«Lex Uber»: légaliser le travail au noir?
Jürg Grossen veut imposer politiquement ce que le service de taxi à prix cassés Uber n'a pas réussi à obtenir devant les tribunaux: légaliser les modèles commerciaux illégaux basés sur l'exploitation, le travail au noir et la pseudo-indépendance. Avec son initiative parlementaire 18.455, il veut utiliser la prétendue «volonté des parties» pour qualifier un travail d’indépendant ou de dépendant. Concrètement, cela signifie que si l'employeur affirme que ses employé-e-s travaillent en tant qu'indépendants, il pourrait se libérer de toutes ses obligations d'employeur. Ce ne serait pas seulement le cas pour les chauffeuses et chauffeurs Uber ou les livreuses et livreurs de repas, mais aussi, par exemple, pour un coiffeur ou une coiffeuse qui doit «louer» une chaise dans son salon ou pour un-e peintre qui ne travaillerait plus que «sur mandat» pour son employeur.
Insécurité juridique et concurrence déloyale
Aujourd'hui, les choses sont claires: est considéré comme travailleur indépendant celui qui ne travaille pas dans le cadre d'un emploi salarié. Pour le déterminer, les assurances sociales se basent sur des faits objectifs, par exemple si quelqu'un travaille en son propre nom et pour son propre compte ou s'il existe un droit d'instruction d'un employeur. L'initaitive de Jürg Grossen veut maintenant faire de la mystérieuse «volonté des parties» un critère, c'est-à-dire laisser les entreprises décider elles-mêmes si elles veulent être des employeurs ou non. L'arbitraire et l'insécurité remplaceraient les critères clairs pour savoir qui doit payer les cotisations sociales, par exemple. Les entreprises qui annoncent correctement leurs employé-e-s aux assurances sociales et qui paient des cotisations seraient mises sous pression par la concurrence déloyale. C'est pourquoi, dans le passé, non seulement les syndicats mais aussi les associations d'employeurs se sont opposés à des expériences irréfléchies sur le statut de salarié.
Des conséquences désastreuses menacent
Les conséquences de la proposition de Grossen seraient dévastatrices: les assurances sociales (AVS, AI, prévoyance professionnelle, assurance accident, assurance chômage) perdraient des millions si les entreprises pouvaient décider elles-mêmes si elles veulent ou non assurer leurs employé-e-s. Le travail au noir et la pseudo-indépendance ne pourraient plus être sanctionnés si les entreprises fautives pouvaient se prévaloir d'une «volonté de partie» différente.
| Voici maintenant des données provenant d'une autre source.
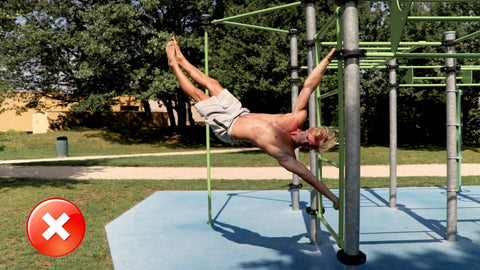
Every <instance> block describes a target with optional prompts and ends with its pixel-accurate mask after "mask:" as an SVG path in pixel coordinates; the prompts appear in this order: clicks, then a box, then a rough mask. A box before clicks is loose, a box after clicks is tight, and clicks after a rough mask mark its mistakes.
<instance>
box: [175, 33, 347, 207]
mask: <svg viewBox="0 0 480 270" xmlns="http://www.w3.org/2000/svg"><path fill="white" fill-rule="evenodd" d="M166 52H167V57H168V65H169V66H170V68H172V70H173V72H174V73H175V76H176V77H177V80H178V82H179V83H180V86H181V87H182V89H183V91H184V92H185V94H187V95H188V96H190V97H191V98H192V99H193V100H194V101H195V102H196V104H195V105H194V106H195V108H196V109H197V110H198V112H199V113H200V115H201V116H202V118H203V119H204V120H205V121H206V122H207V123H208V124H210V126H211V128H212V130H213V131H214V133H215V135H216V136H217V137H219V138H220V139H221V140H223V141H225V142H229V143H231V142H234V141H236V140H239V141H248V142H251V143H253V144H255V145H257V146H258V147H260V148H261V149H262V150H264V151H265V152H266V153H267V154H269V155H270V156H272V157H273V158H275V159H276V160H277V161H278V163H279V164H280V165H281V166H282V167H284V168H285V169H287V170H288V171H290V172H292V173H295V174H297V175H298V176H299V177H300V178H302V179H303V180H304V181H306V182H307V183H309V184H310V185H311V186H313V187H314V188H315V189H316V190H317V191H319V192H320V193H322V194H323V195H325V196H326V197H327V198H328V199H330V200H331V201H332V202H333V208H334V209H338V198H337V196H335V195H334V194H333V193H332V192H331V191H330V190H329V189H328V188H327V186H325V184H323V183H322V182H320V181H318V179H317V177H315V175H314V174H312V173H311V172H310V170H309V169H308V168H307V167H305V165H303V164H302V163H301V162H299V161H297V159H296V158H295V151H294V150H295V148H297V147H303V148H307V149H314V150H315V151H317V152H323V151H326V150H328V149H329V148H331V147H332V146H333V145H335V143H336V141H335V139H334V135H333V132H331V131H330V130H329V129H327V128H325V127H316V128H310V129H308V130H305V131H302V130H301V129H300V128H301V126H302V125H303V123H304V122H305V120H306V118H307V110H306V106H307V103H308V99H309V97H310V95H311V94H312V92H313V91H314V90H315V88H316V87H317V85H318V84H319V83H320V80H321V79H322V76H323V73H324V72H325V70H326V68H327V66H328V64H329V63H330V61H331V60H332V58H333V57H334V56H333V55H334V53H335V49H332V50H331V51H330V53H329V54H328V55H327V56H326V57H325V58H324V59H323V60H322V61H321V62H320V63H319V64H318V66H316V67H315V69H314V70H313V71H312V72H311V74H310V75H309V76H308V78H307V79H306V80H305V83H304V85H303V88H302V91H301V92H300V94H299V96H298V98H297V102H296V103H295V109H294V110H293V112H292V113H287V114H258V113H250V111H249V110H247V109H245V108H243V107H242V104H241V103H240V101H238V100H237V99H236V98H235V97H233V96H232V95H231V94H230V93H229V92H228V91H227V90H226V89H225V88H223V87H222V86H221V85H220V83H219V82H218V81H217V80H215V79H213V78H210V77H208V76H207V75H205V74H204V73H202V72H201V71H200V70H198V69H197V68H196V67H195V66H193V65H192V64H191V63H190V62H189V61H188V60H187V59H186V58H185V56H184V55H183V54H182V52H181V50H180V47H179V46H178V44H177V41H176V40H175V37H172V38H171V40H170V41H169V42H168V44H167V47H166ZM182 68H183V70H184V71H185V72H186V73H187V74H188V75H189V76H190V77H191V78H192V80H193V81H194V82H195V83H197V84H198V85H199V86H200V87H202V88H205V89H208V90H209V92H210V95H211V96H209V95H207V94H205V92H204V91H203V90H200V89H199V88H197V87H196V86H195V85H194V84H193V83H192V81H190V79H189V78H188V77H187V76H186V75H185V73H183V71H182Z"/></svg>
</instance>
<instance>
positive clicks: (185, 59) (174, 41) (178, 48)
mask: <svg viewBox="0 0 480 270" xmlns="http://www.w3.org/2000/svg"><path fill="white" fill-rule="evenodd" d="M172 41H173V44H174V46H175V54H176V57H177V62H178V63H179V64H180V65H182V64H183V63H185V60H186V58H185V56H184V55H183V53H182V51H181V50H180V46H179V45H178V42H177V39H176V38H175V37H172Z"/></svg>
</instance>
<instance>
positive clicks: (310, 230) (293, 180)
mask: <svg viewBox="0 0 480 270" xmlns="http://www.w3.org/2000/svg"><path fill="white" fill-rule="evenodd" d="M302 3H304V4H305V6H306V26H307V27H306V28H307V41H306V43H307V47H308V52H307V61H308V67H307V68H308V70H309V73H310V72H311V71H312V70H313V68H314V67H315V57H317V62H318V54H316V53H315V42H314V38H315V34H316V25H315V20H316V18H315V6H314V1H302V2H295V3H292V4H287V5H283V6H278V7H274V8H269V9H265V10H259V11H254V12H250V13H245V14H241V15H236V16H232V17H229V18H224V19H220V20H211V18H210V16H209V15H204V16H203V23H204V25H209V24H217V23H222V24H229V25H235V26H244V27H249V28H255V29H261V30H269V31H275V32H280V33H289V34H290V35H291V44H292V47H293V43H294V41H293V40H294V39H295V34H296V31H295V30H294V29H290V30H282V29H274V28H269V27H262V26H255V25H249V24H244V23H238V22H232V21H230V20H232V19H238V18H243V17H246V16H251V15H258V14H263V13H267V12H272V11H276V10H279V9H284V8H289V7H294V6H298V5H300V4H302ZM206 28H207V27H205V31H204V35H205V36H204V40H205V71H206V73H207V75H208V31H207V29H206ZM291 53H292V78H293V79H292V91H293V92H295V89H296V91H297V92H298V85H297V83H298V79H297V78H294V76H295V75H298V74H296V70H297V69H298V66H297V63H295V59H294V56H293V55H294V54H296V52H295V50H294V49H293V48H291ZM340 84H342V85H343V83H340ZM316 92H317V93H318V90H317V91H316ZM336 94H338V95H339V99H340V100H343V92H342V93H340V92H337V93H336ZM295 95H296V93H293V94H292V101H293V102H294V99H295ZM340 95H342V96H341V97H340ZM317 99H318V95H315V94H312V96H311V97H310V100H309V115H310V116H309V125H310V126H317V125H319V124H320V120H319V119H318V118H317V117H318V116H319V112H318V110H319V109H318V107H319V106H318V103H317ZM342 107H343V105H342ZM339 111H340V112H343V109H339ZM341 114H342V115H343V113H341ZM339 122H340V123H343V119H339ZM358 133H359V132H358ZM209 134H210V131H209V128H208V126H207V180H208V184H207V188H208V208H209V224H210V225H211V224H212V219H211V217H212V213H211V181H210V179H211V176H210V166H211V164H210V153H209V152H210V151H209V149H210V145H209V136H210V135H209ZM340 134H341V135H340V136H339V137H340V138H339V141H340V142H341V146H340V148H341V150H340V151H341V152H343V151H344V147H343V145H344V144H343V142H344V139H343V134H345V132H343V128H341V130H340ZM358 141H359V140H358ZM357 145H358V147H359V143H357ZM353 149H354V147H353ZM356 152H357V153H358V154H359V150H358V151H356ZM297 153H298V152H297ZM344 156H345V155H344V154H343V153H341V154H340V157H341V158H340V162H339V163H340V164H343V157H344ZM358 158H359V157H358ZM318 161H319V160H318V157H317V155H316V154H315V153H314V152H313V151H311V153H310V170H311V171H312V173H314V174H315V175H316V176H318V173H319V170H320V168H318V165H317V164H318ZM330 163H331V164H335V162H330ZM357 164H359V162H357ZM337 166H338V165H337ZM339 171H340V178H343V174H344V170H343V168H341V169H339ZM357 172H359V170H357ZM295 181H298V178H297V177H295V176H294V178H293V183H292V186H294V187H295V186H296V185H298V182H295ZM357 181H359V178H357ZM342 182H343V181H342ZM340 186H342V187H344V186H345V185H344V184H340ZM352 186H353V185H352ZM357 186H358V187H359V184H357ZM310 191H311V196H310V197H311V206H310V207H309V210H310V211H309V214H310V215H311V222H310V240H311V242H312V243H315V244H316V243H318V242H319V239H320V220H321V221H323V222H324V223H325V225H326V226H327V228H328V229H329V231H330V232H331V233H332V235H334V238H335V239H336V240H337V243H338V245H339V246H340V247H343V236H342V233H340V234H337V233H335V231H334V230H333V229H332V228H331V226H330V225H329V224H328V223H327V222H326V221H325V219H324V218H323V216H322V215H321V214H320V213H321V212H322V211H319V209H322V207H321V198H320V196H319V195H318V193H317V191H316V190H314V189H311V190H310ZM295 192H298V190H297V188H292V196H293V197H294V198H292V199H293V202H292V204H293V205H294V208H295V200H298V197H296V198H295ZM354 193H355V192H354ZM358 193H359V188H358ZM343 194H344V192H343V191H342V190H340V210H339V220H340V223H341V224H343V216H344V206H343ZM297 204H298V202H297ZM357 225H358V222H357ZM340 227H341V228H342V229H341V230H343V225H340ZM354 237H358V235H357V236H354ZM357 242H358V241H357ZM357 249H358V248H357ZM342 251H343V250H342ZM361 255H363V253H361ZM346 256H348V255H343V257H346ZM362 258H363V259H362ZM364 258H365V256H364V255H363V256H360V261H361V263H363V262H364V261H365V259H364Z"/></svg>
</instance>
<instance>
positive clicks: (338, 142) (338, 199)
mask: <svg viewBox="0 0 480 270" xmlns="http://www.w3.org/2000/svg"><path fill="white" fill-rule="evenodd" d="M336 24H337V27H336V29H337V33H336V38H337V44H336V47H337V50H340V49H342V42H343V28H342V18H341V16H340V13H338V14H337V20H336ZM337 70H338V71H337V72H338V76H337V77H338V82H337V85H338V86H337V87H338V107H337V109H338V165H339V166H338V192H339V194H338V200H339V208H338V235H339V237H340V239H341V244H342V246H343V236H344V231H345V229H344V228H345V203H344V201H345V109H344V107H345V102H344V85H343V60H339V61H338V62H337Z"/></svg>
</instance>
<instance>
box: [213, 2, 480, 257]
mask: <svg viewBox="0 0 480 270" xmlns="http://www.w3.org/2000/svg"><path fill="white" fill-rule="evenodd" d="M415 1H417V0H415ZM307 2H308V1H307ZM340 2H341V5H342V7H343V10H342V12H338V13H337V15H336V16H337V20H336V22H337V42H336V43H333V46H337V47H339V48H344V51H346V52H347V54H348V53H349V52H350V53H351V52H360V47H359V45H362V46H367V49H368V50H369V51H368V52H367V53H366V54H365V55H363V56H365V57H366V58H367V59H368V60H366V61H362V63H360V61H359V58H360V56H361V55H354V56H353V57H351V54H350V56H349V57H346V59H341V60H339V61H337V67H332V68H337V69H339V74H340V73H344V74H345V77H344V79H343V82H345V83H343V82H342V80H340V79H339V86H344V91H345V93H344V94H345V99H346V100H347V102H346V103H345V105H344V106H345V114H346V116H345V125H346V128H345V129H346V132H345V137H346V139H345V148H346V152H347V154H346V156H347V158H345V163H346V164H345V176H346V181H347V182H348V183H347V184H343V185H348V188H347V192H346V195H347V196H345V197H346V198H344V199H342V200H341V201H343V200H346V204H347V205H350V206H351V207H349V209H348V210H349V211H350V212H351V213H350V214H349V213H347V214H346V216H349V218H347V219H348V220H350V221H353V222H352V224H351V225H348V226H349V227H350V228H347V230H350V232H346V233H345V234H344V235H343V236H342V234H343V233H342V231H343V222H342V221H339V233H338V234H335V232H333V233H332V235H334V237H335V238H336V240H337V242H338V244H339V246H342V245H343V244H344V243H343V242H342V240H343V239H345V241H346V242H348V244H347V246H348V248H346V249H345V253H346V256H347V258H348V259H350V257H355V256H358V255H359V254H361V252H360V251H359V250H358V246H359V243H358V238H359V237H358V225H359V224H358V221H359V179H360V173H359V167H360V163H359V149H360V147H359V141H360V140H359V133H360V132H359V91H358V85H359V78H357V77H359V76H358V74H359V68H388V69H390V70H395V68H393V69H392V68H390V67H392V66H396V62H395V61H394V60H395V58H432V57H434V58H446V59H454V58H479V57H480V54H475V53H473V54H470V53H463V54H458V53H454V52H452V51H447V52H446V53H429V54H418V53H411V51H413V50H414V49H415V48H418V47H421V46H432V45H433V46H438V45H440V44H443V43H435V42H434V43H429V42H410V43H408V42H400V36H401V33H402V32H403V27H404V26H405V23H406V21H407V19H408V20H411V21H425V20H427V19H428V20H432V19H433V18H435V17H428V18H426V17H421V18H420V17H408V10H409V8H410V5H411V3H412V2H413V1H412V0H406V8H405V9H404V10H400V7H399V6H397V8H398V10H399V11H400V12H397V13H395V11H394V12H392V14H391V16H393V17H391V18H392V19H391V21H392V22H395V21H396V20H395V16H397V17H398V18H400V17H401V18H402V20H400V21H401V23H400V26H398V25H396V24H395V23H392V26H391V27H393V28H392V29H397V30H398V29H399V27H400V28H401V29H400V31H396V35H398V33H400V36H395V37H394V36H393V35H392V36H391V41H390V42H387V43H385V44H382V42H375V45H376V46H378V45H383V46H384V47H371V46H370V44H368V43H367V42H359V41H358V11H357V10H356V9H357V1H340ZM417 2H418V1H417ZM430 2H470V1H468V0H463V1H462V0H460V1H435V0H433V1H432V0H431V1H430ZM300 3H301V2H296V3H292V4H288V5H284V6H279V7H275V8H270V9H265V10H260V11H255V12H251V13H246V14H242V15H237V16H232V17H229V18H224V19H221V20H214V21H211V23H223V24H230V25H237V26H245V27H251V28H257V29H263V30H272V31H277V32H281V33H288V30H281V29H273V28H268V27H261V26H254V25H248V24H242V23H238V22H231V21H229V20H232V19H237V18H242V17H245V16H250V15H255V14H262V13H266V12H271V11H274V10H278V9H282V8H287V7H293V6H296V5H299V4H300ZM390 3H391V6H395V4H398V2H397V1H396V0H391V2H390ZM307 4H308V3H307ZM394 9H395V8H394ZM307 12H308V11H307ZM340 18H341V19H340ZM468 18H469V17H467V18H460V17H454V18H451V19H447V18H440V20H442V21H462V20H468ZM338 19H340V20H338ZM473 20H475V17H473ZM334 21H335V20H333V19H332V20H329V22H328V23H327V25H326V26H327V27H328V26H329V25H330V24H332V23H333V22H334ZM307 27H308V22H307ZM338 29H340V30H338ZM342 33H343V35H342ZM319 34H320V33H319ZM479 34H480V31H478V32H475V33H472V34H470V35H467V36H465V37H463V38H460V39H457V40H455V39H454V40H453V42H454V43H455V42H460V41H462V40H464V39H467V38H471V37H474V36H477V35H479ZM342 36H343V39H342V38H341V37H342ZM352 37H353V40H352ZM312 41H313V40H311V39H309V38H308V33H307V43H308V42H310V43H311V42H312ZM314 42H315V44H316V45H317V46H318V45H319V44H321V45H326V46H330V45H332V44H328V42H318V39H317V37H315V40H314ZM404 46H406V47H404ZM385 47H390V51H383V52H382V50H385ZM450 47H452V46H450ZM377 51H379V52H377ZM205 54H206V56H208V33H207V31H205ZM309 54H312V53H311V52H310V51H309ZM317 55H318V54H317ZM317 57H318V56H317ZM387 62H388V64H386V63H387ZM447 62H448V60H447ZM342 63H343V64H344V67H345V68H343V65H342ZM332 64H335V63H332ZM382 65H385V67H383V66H382ZM448 67H449V66H448V64H446V66H445V68H448ZM309 68H310V67H309ZM329 68H330V66H329ZM401 68H404V67H401ZM411 68H412V70H413V68H417V67H411ZM418 68H421V67H418ZM449 68H450V71H448V72H447V73H451V72H453V73H455V70H453V67H452V66H450V67H449ZM476 68H477V67H475V66H472V67H471V69H470V70H477V69H476ZM205 70H206V72H208V57H206V60H205ZM341 70H343V72H341ZM292 74H293V72H292ZM448 75H449V76H448V77H449V78H450V79H448V80H452V79H451V78H453V79H455V74H454V76H453V77H452V76H451V74H448ZM339 77H340V76H339ZM412 77H413V76H412ZM429 79H432V78H429ZM390 84H391V85H394V84H395V83H390ZM442 85H443V84H442ZM447 85H448V84H447ZM474 85H477V84H473V83H471V82H470V83H466V84H464V86H474ZM400 86H426V85H419V84H413V83H412V84H407V85H400ZM429 86H432V84H429ZM437 86H438V85H437ZM394 88H395V87H391V89H390V92H391V100H392V96H393V95H392V93H395V92H394V90H395V89H394ZM448 92H459V91H457V90H447V93H448ZM337 93H338V95H339V100H340V97H341V96H342V97H343V93H341V91H340V88H339V90H336V91H333V92H332V93H325V94H319V91H317V98H318V99H322V98H326V97H329V96H332V95H335V94H337ZM456 99H457V100H458V97H456ZM449 103H450V104H451V102H449ZM450 107H454V108H455V106H451V105H450ZM394 108H395V109H396V107H394ZM315 110H316V111H315V114H318V115H320V111H319V110H317V108H316V106H315ZM448 111H451V110H448ZM340 112H343V110H341V109H339V114H340ZM450 114H451V113H450ZM456 114H457V115H458V108H457V110H456ZM320 121H321V118H320V117H319V118H317V119H316V122H317V123H316V124H321V123H320ZM457 121H458V119H457ZM339 123H343V121H341V120H340V121H339ZM447 126H457V127H458V126H459V124H458V122H457V123H453V124H452V123H449V124H447ZM447 129H448V128H447ZM339 130H343V129H342V128H339ZM207 133H209V130H208V127H207ZM450 133H451V132H449V134H450ZM458 133H459V129H458V128H457V130H456V134H458ZM208 136H209V135H207V138H208ZM395 136H396V135H395ZM457 136H458V135H457ZM340 137H342V138H343V136H340ZM447 137H449V138H450V137H452V136H451V135H449V136H447ZM447 140H449V139H448V138H447ZM449 141H451V140H449ZM395 143H396V142H395ZM447 144H449V143H448V142H447ZM456 144H457V145H458V142H456ZM341 145H342V146H343V143H341ZM449 145H452V144H451V143H450V144H449ZM392 146H394V147H395V148H396V144H393V145H392V144H391V148H392ZM450 148H452V147H450ZM391 151H392V149H391ZM447 152H449V154H448V156H447V160H450V159H451V160H453V159H456V160H461V158H459V157H458V155H457V156H456V157H452V156H451V153H450V152H451V150H447ZM457 152H458V147H457ZM391 157H392V154H391ZM320 159H321V160H322V158H321V157H320ZM340 159H341V160H343V159H344V158H340ZM209 160H210V158H209V144H208V139H207V167H208V172H207V177H208V179H209V181H208V182H209V184H208V189H209V195H208V196H209V216H210V223H211V192H210V189H211V187H210V161H209ZM322 161H323V160H322ZM327 162H329V163H331V164H332V163H334V162H330V161H327ZM339 163H341V162H339ZM449 163H451V162H449ZM395 165H396V164H395ZM457 166H458V161H457ZM448 167H449V172H450V171H451V170H450V168H451V165H448ZM318 169H319V170H321V168H318ZM393 169H394V168H393V166H392V160H391V174H392V170H393ZM339 171H341V172H343V168H342V167H339ZM395 173H396V172H395ZM340 174H342V173H340ZM320 178H321V175H320ZM451 178H455V177H452V176H451V173H449V174H448V176H447V182H448V184H447V186H448V187H447V193H450V194H451V193H452V192H456V190H455V191H452V190H451V186H452V184H451V183H452V182H455V179H454V181H451ZM341 185H342V184H341ZM348 189H350V190H349V191H348ZM340 196H342V194H340ZM451 197H452V196H451ZM453 197H455V196H453ZM455 198H456V197H455ZM449 201H452V199H449ZM341 207H342V206H341ZM317 209H321V200H320V201H319V208H317ZM342 209H344V207H342ZM319 212H320V211H316V213H317V215H318V216H319V218H320V219H321V220H322V221H323V222H324V223H325V224H326V225H327V228H328V229H329V230H330V231H331V232H332V230H331V227H330V226H329V225H328V223H327V222H326V221H325V220H324V218H323V216H322V215H321V214H320V213H319ZM447 215H448V214H447ZM341 216H342V217H343V215H341ZM447 219H451V218H447ZM347 223H348V222H347ZM448 227H449V224H447V237H449V238H448V239H449V240H450V241H454V239H455V235H456V226H455V230H454V231H453V233H452V231H451V229H449V228H448ZM449 231H450V232H449ZM452 235H453V237H452Z"/></svg>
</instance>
Le statut d'employeur et d'employé dans le droit civil (CO) et dans la loi sur le travail serait aussi inévitablement touché, ce qui remettrait potentiellement en question le système du partenariat social et des conventions collectives de travail.
Les politicien-ne-s ne savent pas ce qu'ils font
La Commission de la sécurité sociale et de la santé publique du Conseil national (CSSS-N) a approuvé en avril 2024 un avant-projet de mise en œuvre de l'initiative parlementaire. Visiblement, elle n'est pas consciente de la portée de ce projet. Ainsi, elle n'a consulté ni les représentants des employeurs ni ceux des salarié-e-s alors que tout le système de sécurité sociale, toutes les institutions financées de manière paritaire ainsi que le système des conventions collectives de travail sont mis en cause. Une nouvelle délibération aura lieu cette semaine. D'ici là, les membres de la commission doivent choisir entre lécher les bottes d'une multinationale pratiquant le dumping ou défendre le système suisse de sécurité sociale.